Writtle made a profit of £5.13m when it sold Creo to DS Smith in June.
Chairman Robert Essex described the period as “an eventful six months”. The group’s unsuccessful bid for Tangent Communications involved £120,000 of expenses, but Essex said there had been a benefit because Writtle’s profile had been raised as a result. The company remains on the lookout for suitable acquisitions and is targeting firms with suitable synergies and sales of more than £10m.
“There are any number of small businesses on the market at the moment, but we are still looking for the larger transformational deal which might facilitate an IPO,” he explained.
He said Writtle did not yet have the necessary scale to benefit from a flotation.
There was a mixed picture within the results. Its agency businesses were adversely impacted by a “sharp slowdown” around the time of the EU referendum, but pre-media specialist Magnet Harlequin grew market share and point-of-purchase operation Arken expanded into a new factory in Sandy.

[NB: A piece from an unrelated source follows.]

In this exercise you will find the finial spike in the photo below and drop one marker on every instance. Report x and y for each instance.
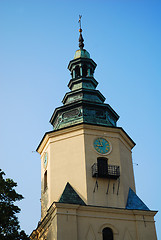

“A number of our design and innovation agencies, like Seymour Powell, were hit by corporate indecision in the run up to and post-Brexit. A number of big decisions were put on hold. There are signs that things are thawing but it is early days,” Essex said.
“The Magnet Harlequin Group, which includes Technik and our Far East operations are benefiting from an investment in technology over the past few years. They offer clients a faster and more cost effective ‘design to shelf’ full service, and they have increased market share.”
Writtle had £6.53m in cash at the half-year, and Essex said the group’s strong balance sheet provided “the potential for further start-ups or acquisitions” as well as growing dividend returns for shareholders.
The group’s private equity shareholders, ABRY Partners and Veronis Suhler Stevenson, each have a 14% stake in the business and will sell a third of their shares every year for the next three years, as part of an arrangement agreed when Writtle acquired Loewy Group five years ago.